Remote OpenClaw Blog
What Is ACPX? The OpenClaw Layer for Controlling Codex and Claude via Agents
4 min read ·
ACPX matters because it turns model-specific agent adapters into something you can control through one runtime instead of juggling each backend by hand. That is why the current positioning around ACPX is not just “another CLI.” It is an agent control layer sitting between your operator workflow and specific agent backends like Claude or Codex.
What ACPX Is Actually Solving
the ACPX 0.6.0 release notes frames ACPX as the layer where CLI controls, runtime controls, adapter sessions, and persistent behavior come together. The release notes are full of features that only make sense once you are already controlling agents repeatedly rather than starting from scratch every turn.
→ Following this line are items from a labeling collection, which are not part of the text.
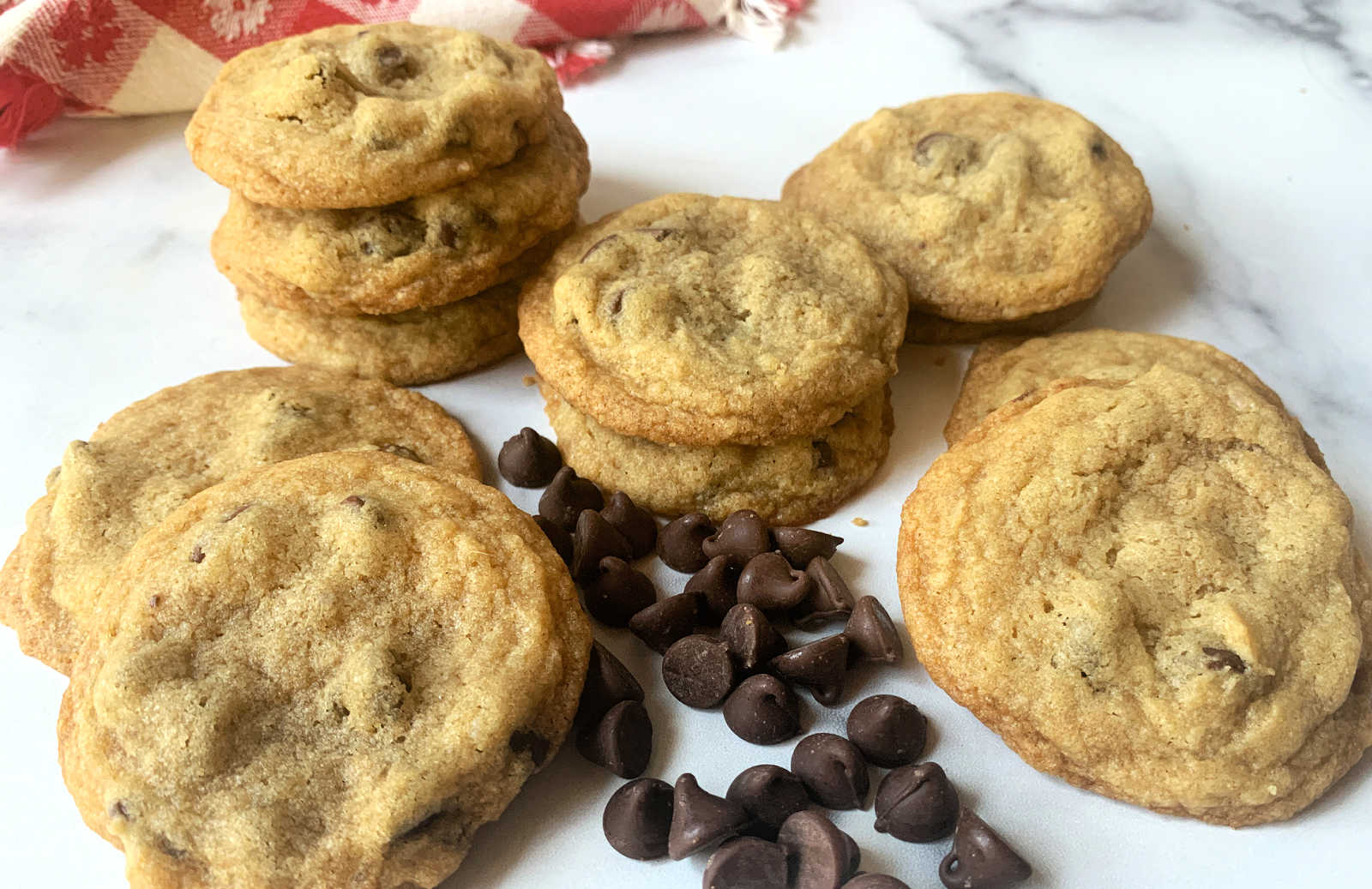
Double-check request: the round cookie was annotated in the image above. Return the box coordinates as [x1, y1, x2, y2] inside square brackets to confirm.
[185, 22, 563, 208]
[238, 283, 520, 386]
[210, 111, 590, 314]
[0, 368, 480, 672]
[520, 195, 906, 445]
[57, 453, 592, 889]
[782, 93, 1152, 343]
[544, 386, 894, 526]
[897, 365, 1372, 826]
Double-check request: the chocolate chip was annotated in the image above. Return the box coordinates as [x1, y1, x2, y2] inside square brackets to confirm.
[848, 694, 928, 768]
[581, 556, 657, 627]
[791, 731, 871, 809]
[938, 809, 1033, 889]
[791, 556, 853, 630]
[701, 509, 771, 560]
[725, 764, 809, 839]
[844, 596, 900, 664]
[719, 603, 787, 675]
[701, 837, 786, 889]
[725, 674, 800, 743]
[576, 701, 653, 778]
[777, 809, 851, 889]
[738, 553, 815, 610]
[601, 778, 672, 862]
[572, 509, 628, 584]
[629, 592, 700, 654]
[657, 514, 715, 572]
[663, 635, 734, 708]
[601, 491, 657, 558]
[667, 772, 748, 862]
[876, 763, 958, 843]
[773, 528, 844, 571]
[538, 466, 605, 532]
[496, 427, 563, 487]
[533, 516, 572, 565]
[576, 642, 643, 724]
[768, 633, 848, 706]
[686, 553, 743, 624]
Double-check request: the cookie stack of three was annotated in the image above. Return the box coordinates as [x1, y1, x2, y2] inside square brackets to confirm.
[519, 195, 907, 524]
[187, 22, 590, 384]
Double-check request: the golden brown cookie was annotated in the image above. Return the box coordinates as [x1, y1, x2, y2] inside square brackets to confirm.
[0, 368, 480, 672]
[782, 93, 1152, 341]
[210, 111, 590, 314]
[542, 384, 894, 526]
[520, 195, 906, 445]
[57, 453, 592, 889]
[897, 365, 1372, 826]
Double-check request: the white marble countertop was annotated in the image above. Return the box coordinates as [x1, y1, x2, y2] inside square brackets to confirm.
[0, 0, 1372, 889]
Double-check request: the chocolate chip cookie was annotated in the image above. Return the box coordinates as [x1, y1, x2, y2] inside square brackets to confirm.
[57, 452, 592, 889]
[782, 93, 1152, 343]
[210, 111, 590, 314]
[897, 363, 1372, 826]
[520, 195, 906, 445]
[185, 22, 563, 208]
[0, 368, 480, 672]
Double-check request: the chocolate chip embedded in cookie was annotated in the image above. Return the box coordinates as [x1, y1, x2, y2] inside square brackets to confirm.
[185, 22, 563, 208]
[782, 93, 1152, 341]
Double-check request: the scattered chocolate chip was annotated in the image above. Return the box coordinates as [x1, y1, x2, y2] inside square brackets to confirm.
[667, 772, 748, 862]
[791, 556, 853, 630]
[791, 731, 871, 809]
[777, 809, 851, 889]
[601, 491, 657, 558]
[938, 809, 1033, 889]
[686, 553, 743, 624]
[629, 592, 700, 654]
[725, 764, 809, 839]
[576, 642, 643, 724]
[657, 514, 715, 572]
[773, 528, 844, 571]
[848, 694, 929, 768]
[768, 633, 848, 706]
[876, 763, 958, 843]
[719, 603, 789, 675]
[701, 837, 786, 889]
[581, 556, 657, 627]
[738, 553, 815, 610]
[576, 701, 653, 778]
[844, 596, 901, 664]
[601, 778, 672, 862]
[663, 635, 734, 708]
[701, 509, 771, 562]
[538, 466, 605, 532]
[572, 509, 634, 583]
[496, 427, 563, 487]
[533, 516, 572, 567]
[725, 674, 800, 743]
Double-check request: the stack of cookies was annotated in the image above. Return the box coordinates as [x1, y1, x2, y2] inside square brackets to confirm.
[520, 195, 907, 524]
[782, 93, 1152, 343]
[187, 22, 590, 384]
[897, 331, 1372, 826]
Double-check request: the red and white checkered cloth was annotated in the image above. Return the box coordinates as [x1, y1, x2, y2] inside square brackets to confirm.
[0, 0, 808, 147]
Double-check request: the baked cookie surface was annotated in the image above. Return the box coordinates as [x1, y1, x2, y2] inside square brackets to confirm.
[897, 365, 1372, 826]
[544, 386, 894, 524]
[0, 368, 480, 672]
[59, 453, 592, 889]
[782, 93, 1152, 341]
[210, 111, 590, 314]
[520, 195, 906, 445]
[185, 22, 563, 208]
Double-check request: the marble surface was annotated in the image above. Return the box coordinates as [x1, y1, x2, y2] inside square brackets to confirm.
[0, 0, 1372, 889]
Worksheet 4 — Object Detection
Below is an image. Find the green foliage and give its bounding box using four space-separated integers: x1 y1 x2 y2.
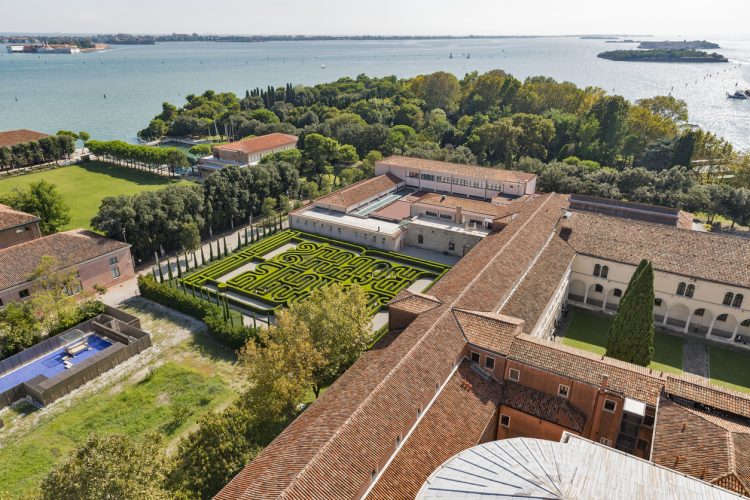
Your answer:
607 260 654 366
0 179 70 234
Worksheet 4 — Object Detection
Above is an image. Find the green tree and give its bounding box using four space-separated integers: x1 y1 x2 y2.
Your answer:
607 259 654 366
40 434 171 500
0 180 70 234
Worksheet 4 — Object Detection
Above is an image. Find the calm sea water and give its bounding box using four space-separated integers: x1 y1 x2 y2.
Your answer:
0 38 750 149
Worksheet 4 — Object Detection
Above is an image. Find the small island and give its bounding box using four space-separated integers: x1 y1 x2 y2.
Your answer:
597 49 729 63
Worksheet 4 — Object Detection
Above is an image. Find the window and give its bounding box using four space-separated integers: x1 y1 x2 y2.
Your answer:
500 415 510 427
604 399 617 413
732 293 745 307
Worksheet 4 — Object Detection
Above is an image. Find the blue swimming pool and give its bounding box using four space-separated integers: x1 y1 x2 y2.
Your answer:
0 335 112 392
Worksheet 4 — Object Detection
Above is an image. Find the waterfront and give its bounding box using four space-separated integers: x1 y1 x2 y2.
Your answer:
0 37 750 149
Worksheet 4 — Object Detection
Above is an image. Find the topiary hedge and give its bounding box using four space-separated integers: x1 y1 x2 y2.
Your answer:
138 275 257 350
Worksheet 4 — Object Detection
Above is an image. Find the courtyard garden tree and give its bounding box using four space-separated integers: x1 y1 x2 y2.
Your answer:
607 260 654 366
40 434 172 500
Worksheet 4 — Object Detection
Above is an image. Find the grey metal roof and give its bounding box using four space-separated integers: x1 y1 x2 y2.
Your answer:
417 433 743 500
That is the key distinction. ACPX is not just about sending a prompt to Claude or Codex. It is about keeping the control surface stable enough that you can treat those agents like reusable runtime components.
Why a Control Layer Matters
Once you use more than one agent backend, the pain shifts fast. The problem is no longer model output alone. The problem becomes session identity, configuration reuse, control commands, persistence, working directories, and adapter-specific weirdness.
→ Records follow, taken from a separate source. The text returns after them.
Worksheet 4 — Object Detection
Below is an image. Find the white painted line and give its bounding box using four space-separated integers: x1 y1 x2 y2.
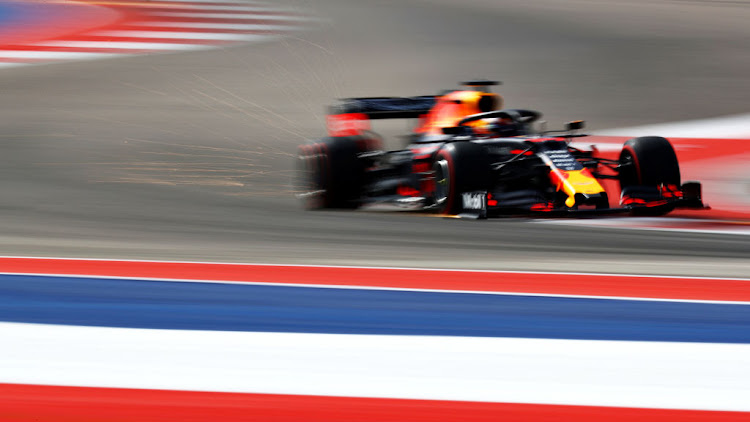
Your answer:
93 31 268 41
136 22 303 31
0 50 119 60
35 41 210 51
151 12 317 22
596 114 750 139
0 323 750 411
152 4 296 13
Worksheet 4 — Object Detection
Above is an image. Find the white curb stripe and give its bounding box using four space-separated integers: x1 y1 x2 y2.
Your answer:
0 50 117 60
153 12 316 22
93 31 268 41
5 323 750 411
36 41 213 51
136 22 301 31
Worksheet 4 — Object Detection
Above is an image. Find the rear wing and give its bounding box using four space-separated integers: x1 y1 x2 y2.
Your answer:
327 95 436 136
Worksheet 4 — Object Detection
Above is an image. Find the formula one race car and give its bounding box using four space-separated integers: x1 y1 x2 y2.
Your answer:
298 81 705 218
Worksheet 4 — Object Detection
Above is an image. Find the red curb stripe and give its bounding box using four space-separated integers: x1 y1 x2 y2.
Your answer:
0 384 750 422
0 258 750 302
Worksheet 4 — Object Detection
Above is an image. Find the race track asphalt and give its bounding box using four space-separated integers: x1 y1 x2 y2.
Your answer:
0 0 750 277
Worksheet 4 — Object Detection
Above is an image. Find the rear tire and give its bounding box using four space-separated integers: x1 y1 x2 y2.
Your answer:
297 136 380 209
619 136 680 215
432 142 490 215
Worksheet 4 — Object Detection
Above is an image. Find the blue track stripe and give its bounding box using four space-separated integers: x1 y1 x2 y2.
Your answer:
0 275 750 343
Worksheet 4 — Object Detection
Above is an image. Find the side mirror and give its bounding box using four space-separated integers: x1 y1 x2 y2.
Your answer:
565 120 585 132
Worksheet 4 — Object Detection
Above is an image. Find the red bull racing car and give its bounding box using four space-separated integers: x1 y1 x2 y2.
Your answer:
298 81 706 218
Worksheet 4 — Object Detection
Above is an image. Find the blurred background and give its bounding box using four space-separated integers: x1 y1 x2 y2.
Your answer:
0 0 750 276
0 0 750 420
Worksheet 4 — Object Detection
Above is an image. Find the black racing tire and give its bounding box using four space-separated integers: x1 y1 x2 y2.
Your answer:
620 136 680 188
619 136 680 215
432 142 491 215
297 136 380 209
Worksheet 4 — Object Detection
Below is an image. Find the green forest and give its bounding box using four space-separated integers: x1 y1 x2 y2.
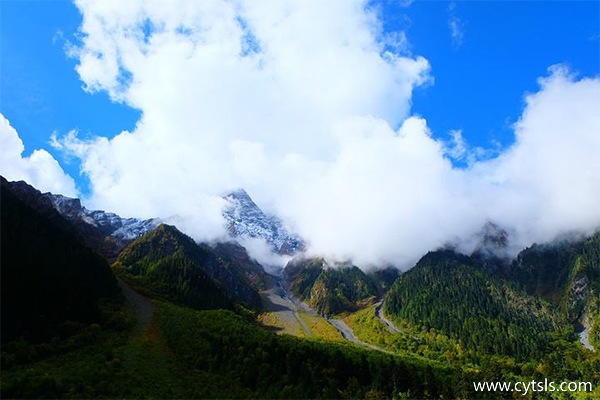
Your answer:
0 181 600 399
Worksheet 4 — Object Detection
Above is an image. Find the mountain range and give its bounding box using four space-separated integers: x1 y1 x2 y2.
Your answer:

That is why ACPX is interesting. The release notes talk about things like system prompt overrides, session pruning, turn handles, persistent session fixes, WSL cwd translation, queue hardening, and clearer error hints. Those are all control-layer problems, not prompt-writing problems.
Where Codex and Claude Fit in the Picture
The 0.6.0 notes explicitly mention forwarding Claude system prompt controls, while also noting Codex and other agents ignore that field where it does not apply. That is exactly what a good control layer should do: expose a consistent surface while still respecting backend-specific behavior.
In other words, ACPX does not make Codex and Claude identical. It gives you a better place to manage the differences.
Stable Session Layer
If the real problem is session control, recovery, and reuse, start with the durable session layer instead of patching the same runtime pain over and over.
Who Should Care About ACPX
If you are still in casual single-turn experimentation, ACPX is probably not the first thing you need. If you are running repeatable coding or operator workflows and the fragility is starting to hurt, then ACPX becomes much more relevant.
The people who benefit most are the ones already feeling the cost of restarts, session drift, and adapter mismatch. ACPX sits exactly where those problems show up.
Primary sources
- the ACPX 0.6.0 release notes, especially the feature list showing system prompt controls, session pruning, turn handles, and persistent session fixes.
- the ACPX repository, which shows ACPX as a public project rather than a one-off release artifact.
- the ACPX README, for the broader runtime context around how ACPX is meant to be used.
Recommended products for this use case
- Session Supervisor — Best fit if your main pain is durable sessions, watchdog checks, and cleaner recovery across long runs.
- Persistent Dev Orchestrator — Best fit if you need background orchestration across multiple agent tasks rather than one stable foreground session.
- Operator Launch Kit — Best fit if you want to build your own control-heavy operator without starting the role design from zero.
Limitations and Tradeoffs
ACPX is still a technical layer. It solves the right problems for repeated agent control, but it does not remove the need to understand your runtime, adapters, and session lifecycle. That is why it is more interesting to serious operators than to casual one-turn users.
Related Guides
- ACPX 0.6.0 Release Highlights
- How ACPX Controls Codex and Claude via Agents
- What Is OpenClaude?
- OpenClaw vs Codex for Long-Running Agent Workflows
FAQ
Is ACPX a model?
No. ACPX is a control layer and runtime surface for agent backends. It sits above specific agents rather than replacing them.
Does ACPX make Codex and Claude behave the same way?
No. The point is not forced sameness. The point is a more stable control surface across different backends.
Who benefits first from ACPX?
People already feeling the pain of multi-turn agent work: session reuse, control commands, persistence, and backend-specific failure modes.